Winter ha anche ricordato che le uniche cose ad essere state modificate sono solo alcuni dei nomi,[14] per esempio: il personaggio di Donnie Azoff si basa su Danny Porush, il cui nome venne cambiato dopo che Porush minacciò di citare in giudizio i realizzatori;[15] l'agente dell'FBI noto come Patrick Denham si chiama in realtà Gregory Coleman;[16] mentre l'avvocato Manny Riskin si basa su Ira Lee Sorkin.[17] Anche i nomi delle due mogli di Jordan Belfort furono modificati: la prima moglie, Denise Lombardo, divenne Teresa Petrillo mentre la seconda, Nadine Caridi, divenne Naomi Lapaglia.[18] Invece, il nome di Mark Hanna, broker di L.F. Rothschild, rimase lo stesso e anche lui, come Belfort, venne in seguito condannato per frode e incarcerato.[19]

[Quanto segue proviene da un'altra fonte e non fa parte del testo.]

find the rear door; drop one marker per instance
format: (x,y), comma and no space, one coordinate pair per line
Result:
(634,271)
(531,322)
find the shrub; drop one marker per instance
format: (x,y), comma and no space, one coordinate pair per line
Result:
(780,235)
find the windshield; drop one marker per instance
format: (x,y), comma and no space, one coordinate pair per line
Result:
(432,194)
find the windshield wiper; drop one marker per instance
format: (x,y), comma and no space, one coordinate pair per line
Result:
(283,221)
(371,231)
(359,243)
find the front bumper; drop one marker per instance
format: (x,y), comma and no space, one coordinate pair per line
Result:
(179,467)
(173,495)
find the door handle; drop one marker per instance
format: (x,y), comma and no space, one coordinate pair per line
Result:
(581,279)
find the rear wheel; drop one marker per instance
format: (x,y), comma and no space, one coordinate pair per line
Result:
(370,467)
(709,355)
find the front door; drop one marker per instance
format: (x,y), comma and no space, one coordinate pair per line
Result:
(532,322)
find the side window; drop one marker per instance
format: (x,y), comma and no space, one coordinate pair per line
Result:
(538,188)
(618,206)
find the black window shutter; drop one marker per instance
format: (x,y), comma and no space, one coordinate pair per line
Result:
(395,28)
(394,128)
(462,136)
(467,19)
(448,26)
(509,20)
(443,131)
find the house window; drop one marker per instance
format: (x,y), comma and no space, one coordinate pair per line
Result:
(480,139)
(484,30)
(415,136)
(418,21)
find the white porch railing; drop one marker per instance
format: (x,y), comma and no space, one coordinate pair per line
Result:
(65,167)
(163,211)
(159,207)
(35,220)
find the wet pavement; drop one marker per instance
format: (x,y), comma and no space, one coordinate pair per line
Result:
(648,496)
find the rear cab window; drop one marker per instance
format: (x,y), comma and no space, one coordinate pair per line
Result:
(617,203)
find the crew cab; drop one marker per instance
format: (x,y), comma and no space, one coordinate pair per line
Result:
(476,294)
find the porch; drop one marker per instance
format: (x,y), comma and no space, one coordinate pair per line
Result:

Nella pellicola si fa anche ampio utilizzo del voice over da parte del protagonista Jordan Belfort. A tal proposito, Terence Winter ha rivelato che quando iniziò il processo di scrittura una delle prime cose che voleva domandare a Scorsese era proprio del suo utilizzo, poiché non era sicuro che dopo Quei bravi ragazzi e Casinò volesse utilizzarlo nuovamente.[14] Scorsese rispose tuttavia: «Si, in realtà penso sarà un buon compagno di Quei bravi ragazzi, scrivilo nello stesso stile». Ciò, a detta di Winter, gli ha permesso di aggiungere davvero tanti elementi, che altrimenti sarebbero stati eliminati.[14]

Invece, riguardo il lavoro con il resto della troupe, Terence Winter ha raccontato di aver incontrato più volte, durante la fase di pre-produzione, Scorsese e DiCaprio, anche se durante le riprese non è stato sempre presente a causa del suo impegno simultaneo con la serie Boardwalk Empire.[14]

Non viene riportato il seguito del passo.